Things changed later in the 1880s, when some of the land was bought by wealthy people from Savannah and other parts of the South.  One of these was Pierre Lorillard, of the tobacco family, who built a mansion – really, more of a party house - for his mistress and friends who would arrive at his deep-water dock on their yachts. The mansion had fountains and formal gardens and was even used as the Officers’ Club for the Harris Neck airbase during WWII! But it had deteriorated by the time Harris Neck became a wildlife refuge in 1962 and was torn down. Below is the one remaining, algae-filled fountain, and above is the huge stork and marsh bird nesting area that is now the main feature of Harriss Neck.

The famous Georgia archaeologist Lewis H. Larson thought that this might be the location of one of the Tolomato mission village. A shell mound runs through the area, and Larson's excavations in the late 20th century turned up Spanish and native pottery fragments and even aboriginal house floors.  As we moved through the area, carefully and unsuccessfully trying to avoid ticks, we found intriguing traces of shell deposits that certainly predated the mansion.  It is not likely that the Lorillards spent much time shucking wild oysters in the gardens of their mansion.

Some of the later history of the land is not pretty.  When the land was seized by the government for the building of the airfield, the black families were compensated at $26.90 per acre, while white families received $37.31 per acre. In addition, after the war the families were not allowed to move back to their land as promised, but the entire property was turned over to McIntosh County as a park or wildlife area. 
In 1962, the land was taken back by the Federal Government because of mismanagement by the county government and turned into the Harris Neck National Wildlife Refuge.  It is famous as a breeding and nesting area for wood storks, herons, egrets and other coastal wading birds. In fact, during our stay, the trees were white with egrets, almost to the point where it looked as if snow had fallen.

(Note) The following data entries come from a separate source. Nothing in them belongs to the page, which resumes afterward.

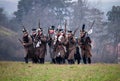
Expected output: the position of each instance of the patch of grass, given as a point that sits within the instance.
(19, 71)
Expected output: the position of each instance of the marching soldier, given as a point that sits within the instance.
(85, 44)
(28, 45)
(50, 43)
(70, 44)
(59, 48)
(40, 41)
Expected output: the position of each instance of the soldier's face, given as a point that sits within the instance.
(25, 34)
(39, 33)
(81, 34)
(33, 32)
(69, 34)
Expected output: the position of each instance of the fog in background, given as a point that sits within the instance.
(105, 36)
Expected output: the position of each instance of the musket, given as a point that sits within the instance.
(23, 27)
(65, 27)
(20, 41)
(75, 31)
(92, 24)
(39, 23)
(91, 28)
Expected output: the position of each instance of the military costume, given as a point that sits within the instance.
(50, 39)
(59, 49)
(70, 44)
(85, 44)
(40, 46)
(28, 45)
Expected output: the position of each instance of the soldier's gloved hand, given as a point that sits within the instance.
(23, 44)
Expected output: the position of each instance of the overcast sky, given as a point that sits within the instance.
(11, 5)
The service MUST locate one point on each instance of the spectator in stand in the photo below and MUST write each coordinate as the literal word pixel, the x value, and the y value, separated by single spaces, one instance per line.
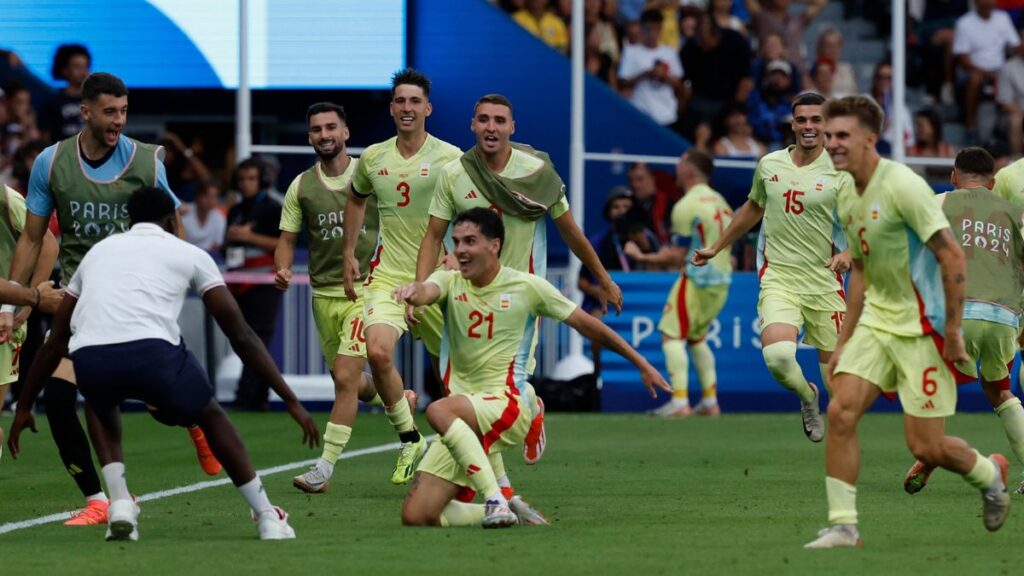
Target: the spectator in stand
pixel 773 48
pixel 928 137
pixel 769 107
pixel 980 44
pixel 185 170
pixel 718 67
pixel 773 16
pixel 204 219
pixel 829 47
pixel 738 141
pixel 653 203
pixel 61 115
pixel 541 21
pixel 650 75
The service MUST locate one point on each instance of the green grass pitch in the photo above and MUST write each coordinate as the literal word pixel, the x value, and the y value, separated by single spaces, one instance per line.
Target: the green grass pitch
pixel 626 494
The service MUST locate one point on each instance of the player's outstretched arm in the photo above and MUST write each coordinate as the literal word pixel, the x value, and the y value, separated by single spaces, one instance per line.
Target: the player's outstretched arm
pixel 284 256
pixel 596 331
pixel 953 266
pixel 355 214
pixel 748 215
pixel 249 347
pixel 45 363
pixel 570 233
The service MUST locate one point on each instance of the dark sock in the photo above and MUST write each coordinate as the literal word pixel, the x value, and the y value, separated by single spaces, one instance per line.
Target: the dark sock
pixel 60 397
pixel 411 436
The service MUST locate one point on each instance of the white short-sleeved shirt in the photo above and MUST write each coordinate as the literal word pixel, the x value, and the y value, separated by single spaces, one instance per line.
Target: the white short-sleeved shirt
pixel 131 287
pixel 985 41
pixel 657 99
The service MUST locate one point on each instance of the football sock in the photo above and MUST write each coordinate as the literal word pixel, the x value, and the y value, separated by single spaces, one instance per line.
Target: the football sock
pixel 467 451
pixel 842 501
pixel 781 361
pixel 679 368
pixel 458 513
pixel 704 363
pixel 1012 415
pixel 255 495
pixel 983 472
pixel 61 397
pixel 114 476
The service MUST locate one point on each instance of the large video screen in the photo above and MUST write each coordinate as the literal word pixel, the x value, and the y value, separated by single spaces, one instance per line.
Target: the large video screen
pixel 195 43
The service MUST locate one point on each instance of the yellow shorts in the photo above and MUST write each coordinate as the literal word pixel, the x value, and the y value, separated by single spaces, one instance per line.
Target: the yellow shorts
pixel 10 357
pixel 690 316
pixel 819 316
pixel 992 344
pixel 380 307
pixel 504 420
pixel 339 324
pixel 911 366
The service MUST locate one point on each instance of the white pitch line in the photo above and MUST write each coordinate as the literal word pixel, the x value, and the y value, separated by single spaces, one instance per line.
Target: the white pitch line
pixel 12 526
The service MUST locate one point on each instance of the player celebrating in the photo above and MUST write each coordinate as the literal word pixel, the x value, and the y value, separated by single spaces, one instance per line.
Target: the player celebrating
pixel 488 310
pixel 400 172
pixel 87 179
pixel 989 228
pixel 801 254
pixel 902 328
pixel 122 305
pixel 699 293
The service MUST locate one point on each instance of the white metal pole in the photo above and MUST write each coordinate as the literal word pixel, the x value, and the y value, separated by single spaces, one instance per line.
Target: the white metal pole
pixel 243 99
pixel 899 79
pixel 576 158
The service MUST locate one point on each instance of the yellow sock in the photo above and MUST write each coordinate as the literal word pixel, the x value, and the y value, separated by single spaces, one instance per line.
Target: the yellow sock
pixel 468 452
pixel 335 439
pixel 842 501
pixel 679 368
pixel 1012 415
pixel 458 513
pixel 399 416
pixel 983 472
pixel 704 362
pixel 781 361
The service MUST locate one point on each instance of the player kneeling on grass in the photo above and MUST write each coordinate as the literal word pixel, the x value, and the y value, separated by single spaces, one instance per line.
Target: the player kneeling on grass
pixel 488 311
pixel 119 321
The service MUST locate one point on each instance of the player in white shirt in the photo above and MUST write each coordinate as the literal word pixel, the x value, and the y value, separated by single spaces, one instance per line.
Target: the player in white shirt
pixel 119 322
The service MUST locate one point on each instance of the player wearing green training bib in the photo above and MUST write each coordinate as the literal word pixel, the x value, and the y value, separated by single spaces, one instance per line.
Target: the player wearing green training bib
pixel 801 254
pixel 988 228
pixel 489 311
pixel 903 323
pixel 400 173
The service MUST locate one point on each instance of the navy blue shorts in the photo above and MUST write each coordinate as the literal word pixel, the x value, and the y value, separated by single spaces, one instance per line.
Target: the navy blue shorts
pixel 153 371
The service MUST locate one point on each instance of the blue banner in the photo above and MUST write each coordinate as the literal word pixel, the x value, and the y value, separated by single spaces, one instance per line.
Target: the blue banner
pixel 743 381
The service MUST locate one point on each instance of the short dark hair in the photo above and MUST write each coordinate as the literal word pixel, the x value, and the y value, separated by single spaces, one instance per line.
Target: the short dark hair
pixel 491 223
pixel 321 108
pixel 702 162
pixel 864 109
pixel 411 76
pixel 808 97
pixel 102 83
pixel 62 57
pixel 494 98
pixel 975 161
pixel 150 204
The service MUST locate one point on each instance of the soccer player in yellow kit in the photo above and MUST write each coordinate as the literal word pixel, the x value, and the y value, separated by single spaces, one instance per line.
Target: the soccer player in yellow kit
pixel 902 329
pixel 801 254
pixel 488 310
pixel 699 293
pixel 400 172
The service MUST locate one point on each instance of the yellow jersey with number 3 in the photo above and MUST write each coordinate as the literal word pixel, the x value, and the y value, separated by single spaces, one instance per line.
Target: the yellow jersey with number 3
pixel 403 189
pixel 800 232
pixel 487 329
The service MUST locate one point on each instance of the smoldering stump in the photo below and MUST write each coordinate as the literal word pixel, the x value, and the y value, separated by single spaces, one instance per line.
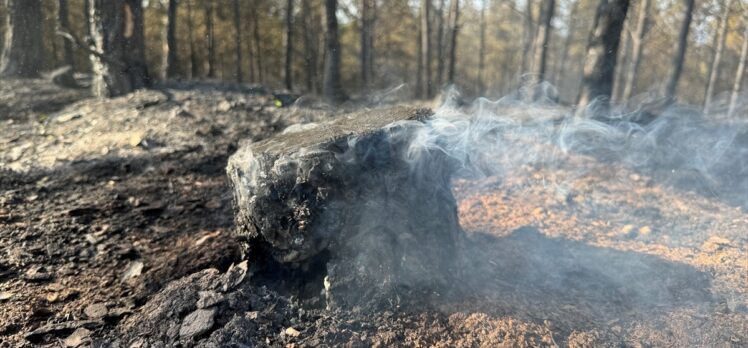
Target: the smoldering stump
pixel 344 198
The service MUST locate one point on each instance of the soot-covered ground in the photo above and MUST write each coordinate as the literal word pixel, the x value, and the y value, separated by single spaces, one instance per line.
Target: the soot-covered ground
pixel 116 221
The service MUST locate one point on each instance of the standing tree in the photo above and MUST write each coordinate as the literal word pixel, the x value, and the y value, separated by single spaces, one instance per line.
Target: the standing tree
pixel 740 73
pixel 287 71
pixel 602 51
pixel 541 41
pixel 169 67
pixel 671 85
pixel 425 82
pixel 482 49
pixel 717 59
pixel 332 88
pixel 637 48
pixel 368 8
pixel 238 41
pixel 23 47
pixel 454 20
pixel 118 56
pixel 210 39
pixel 190 39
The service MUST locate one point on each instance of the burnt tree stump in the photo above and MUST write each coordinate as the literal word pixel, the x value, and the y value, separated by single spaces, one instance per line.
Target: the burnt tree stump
pixel 350 196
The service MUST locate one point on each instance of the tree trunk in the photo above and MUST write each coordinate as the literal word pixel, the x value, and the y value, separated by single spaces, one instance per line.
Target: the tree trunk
pixel 310 46
pixel 482 49
pixel 238 41
pixel 367 43
pixel 642 26
pixel 23 49
pixel 332 89
pixel 62 17
pixel 602 53
pixel 119 64
pixel 541 41
pixel 210 39
pixel 258 42
pixel 190 39
pixel 169 67
pixel 739 74
pixel 440 44
pixel 288 72
pixel 454 27
pixel 561 65
pixel 527 36
pixel 714 70
pixel 671 87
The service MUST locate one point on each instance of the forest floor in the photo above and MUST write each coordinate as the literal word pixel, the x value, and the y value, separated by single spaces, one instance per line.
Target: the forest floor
pixel 116 230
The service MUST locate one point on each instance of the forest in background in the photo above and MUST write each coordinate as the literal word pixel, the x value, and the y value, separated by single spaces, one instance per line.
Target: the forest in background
pixel 382 44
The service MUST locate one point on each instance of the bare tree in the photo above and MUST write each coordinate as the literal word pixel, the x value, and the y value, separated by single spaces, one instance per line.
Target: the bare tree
pixel 332 89
pixel 310 45
pixel 482 48
pixel 191 41
pixel 561 65
pixel 717 59
pixel 541 41
pixel 671 85
pixel 602 53
pixel 740 73
pixel 637 49
pixel 527 36
pixel 23 48
pixel 287 71
pixel 425 81
pixel 169 67
pixel 440 43
pixel 210 39
pixel 454 25
pixel 238 41
pixel 368 8
pixel 118 55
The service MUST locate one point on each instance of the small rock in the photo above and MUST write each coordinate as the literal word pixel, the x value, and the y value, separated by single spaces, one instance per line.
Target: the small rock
pixel 197 323
pixel 209 298
pixel 234 276
pixel 134 270
pixel 96 310
pixel 77 338
pixel 292 332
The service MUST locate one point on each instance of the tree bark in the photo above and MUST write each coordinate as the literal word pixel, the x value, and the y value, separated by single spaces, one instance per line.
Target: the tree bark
pixel 671 87
pixel 454 27
pixel 602 53
pixel 427 90
pixel 23 50
pixel 541 41
pixel 310 45
pixel 637 49
pixel 440 44
pixel 190 39
pixel 714 70
pixel 561 65
pixel 210 39
pixel 238 41
pixel 169 68
pixel 482 49
pixel 739 75
pixel 332 89
pixel 527 36
pixel 367 42
pixel 119 62
pixel 288 72
pixel 64 21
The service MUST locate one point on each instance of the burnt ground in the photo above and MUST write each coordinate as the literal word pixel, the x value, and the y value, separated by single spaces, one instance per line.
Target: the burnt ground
pixel 116 221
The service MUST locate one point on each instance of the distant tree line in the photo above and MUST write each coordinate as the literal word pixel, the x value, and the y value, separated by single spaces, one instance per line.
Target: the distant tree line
pixel 591 50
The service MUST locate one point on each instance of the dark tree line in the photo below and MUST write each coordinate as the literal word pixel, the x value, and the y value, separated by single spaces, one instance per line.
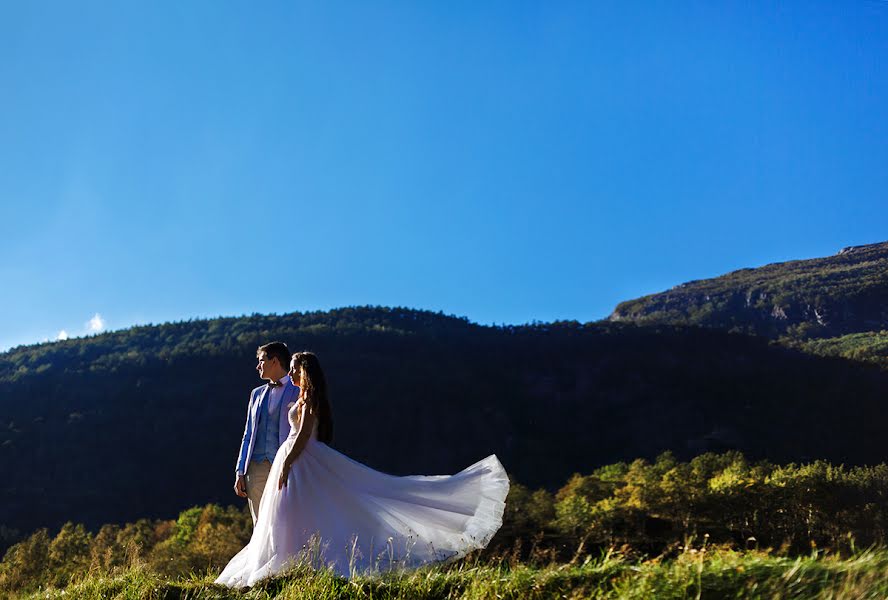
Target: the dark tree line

The area is visited mainly by birdwatchers and photographers, as well as occasional bicyclists and walkers, and a stop at the ranger station will give you some insight into the lively bird activity there.

And finally, of course, we found a cemetery.  At the very edge of the park, right next to the boat ramp and in another area considered likely to have been the location of Mission Tolomato, is the Gould Cemetery. It is named after the Gould family, which had owned the property, and it holds the remains of members of many of the longest-standing African American families of the peninsula.  We walked through the cemetery, seeing the old handcrafted concrete headstones and the more modern professionally created marble monuments, and noticing the same family names repeated. One family seems to have had a tradition of church work, with tombstones listing pastors and deacons and evangelists – and on the way out of Harris Neck, we happened to see one of these last names on the sign board of a tiny local church by the narrow road!  

We paid our respects to the residents of the cemetery and then walked over to the edge of the creek near the boat ramp, wondering if perhaps we were walking where the original Tolomato Mission had once stood.  Artifacts have been found at this site, and it certainly looks like a place that would have been ideal for the establishment of a village, since it is right next to a deep creek with access to channels leading to the sea and to St. Catherine’s Island.  The site is wide and bright and, nearly 500 years later, so peaceful that you can almost imagine our Tolomato Indian family poling their boats along the creek – probably laden with the oysters whose shells we would see as a sign of their presence all these many years later.